Since declaring its independence in 1991, Somaliland has pursued an indigenous process of transformation from a militarized, post-conflict society governed by traditional clan structures to a representative democracy. Following the ouster of Siad Barre, the longtime dictator of the Democratic Republic of Somalia, a series of conferences of the elders of Somaliland's clans resulted first in Somaliland's declaration of independence, then in a transitional charter establishing a presidency and legislature, and finally in a provisional constitution.* That constitution was approved by 97 percent of votes cast in a Somaliland-wide referendum in 2001. Municipal, presidential and parliamentary elections were held in 2002, 2003 and 2005, respectively. The first presidential election was notable both for its narrow margin -- fewer than 100 votes separated the candidates -- and for its lack of violence. It is also notable because the victor, Dahir Rayale Kahin, is not a member of the dominant clan of Somaliland. Presidential elections scheduled to take place in 2008 were repeatedly delayed until June 2010. That largely peaceful election was judged as meeting international election standards. More importantly, power was transferred peacefully from the incumbent to the victorious opposition candidate, Ahmed Mahmoud Silanyo -- a feat unmatched by any other state in the Horn of Africa.

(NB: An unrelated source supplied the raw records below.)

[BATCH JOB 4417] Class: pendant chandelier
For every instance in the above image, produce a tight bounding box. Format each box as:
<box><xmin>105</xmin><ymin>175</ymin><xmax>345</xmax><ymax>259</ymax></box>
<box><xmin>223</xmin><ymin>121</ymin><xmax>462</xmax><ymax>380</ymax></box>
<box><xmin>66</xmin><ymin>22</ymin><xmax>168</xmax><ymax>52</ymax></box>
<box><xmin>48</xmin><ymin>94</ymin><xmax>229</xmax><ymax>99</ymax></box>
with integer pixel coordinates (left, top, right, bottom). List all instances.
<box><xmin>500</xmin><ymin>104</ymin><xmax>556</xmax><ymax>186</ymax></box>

As Somaliland's democratic institutions have developed, so too have its contributions to international security. In the 1990s, Somaliland successfully disarmed and demilitarized its population. A nascent coast guard now keeps Somaliland's waters free of Somalia-based pirates -- despite the fact that the Gulf of Aden, the Red Sea and the waters off the coast of Somalia are three of the five locations with the highest incidence of pirate attacks in the world. Its police and judicial system have successfully broken up and prosecuted al-Qaida-linked terrorist cells. Recently, Somaliland arrested and prosecuted several Russians transporting guns to Puntland, a Somali region bordering Somaliland, in violation of the U.N. arms embargo on Somalia. Somaliland has even taken custody of transferred Guantanamo detainees.